Fay Beaton was glad to be living in Sault Ste. Marie when she needed care.


It was spring of 2021 when Fay first found a lump in her breast.


With the COVID-19 pandemic in its third wave, Fay was worried. She had heard rumours about care being delayed and cancelled in other parts of the province. What would this mean for her?


Not knowing what to expect, Fay contacted her Nurse Practitioner. Within 10 days she'd had a mammogram, two ultrasounds and a biopsy. Soon it was confirmed: the lump was cancer, and Fay needed surgery.


Fortunately for Fay, she was in Sault Ste. Marie. Throughout the pandemic, Sault Area Hospital remains committed to providing critical surgeries, including cancer surgeries. Fay's care team recognized her need for timely care, and quickly scheduled her surgery. On May 4th, she had the lump removed.


Fay had only moved back to Sault Ste. Marie a few years ago, from Southern Ontario, but she was grateful to be here when she needed care. "If I were there, I might still be waiting for surgery."


Fay will still need radiation treatment, medication, and follow-up care, but her care team thinks her cancer was contained, and that they got it all.



Fay counts herself lucky in more ways than one that she's been able to get care at SAH.


As a retired social worker, Fay values relationships. "The personal touch of everyone I met really stood out," she said. "When I first had my biopsy, a staff member overheard my daughter and I talking, and stopped us, asking if we minded him interrupting.

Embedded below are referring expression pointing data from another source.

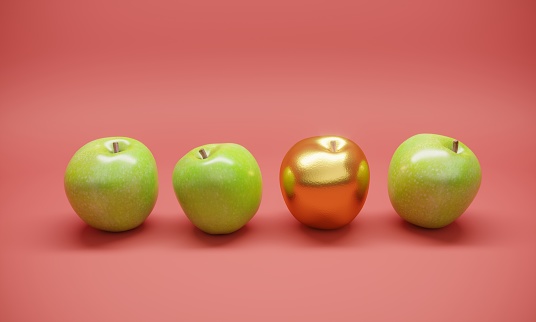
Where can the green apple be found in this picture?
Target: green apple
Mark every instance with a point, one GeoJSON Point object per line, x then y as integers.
{"type": "Point", "coordinates": [432, 180]}
{"type": "Point", "coordinates": [219, 187]}
{"type": "Point", "coordinates": [112, 183]}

He gave us some good advice about using an ice pack to manage the pain - he didn't have to go out of his way, but he did. That's the kind of people that work at this hospital."


Local donations provided the equipment that made Fay's care outstanding.


From the brand new surgical table that was used during Fay's operation, down to the "vein finder" light that a Hematologist used to help make Fay's blood draw less of a hassle - these tools help make our caregivers jobs easier so they can focus on making patients like Fay feel comfortable.


The vein finder made a special impression on Fay, who has had trouble with blood work in the past. Not only were the care team excited to use this tool with her, but they were glad to explain how it worked, and how it would help. "They're really proud, these people," said Fay. Proud of their work, their tools, and our hospital. Donors should be proud too - for the role community gifts play in making outstanding care possible for patients like Fay.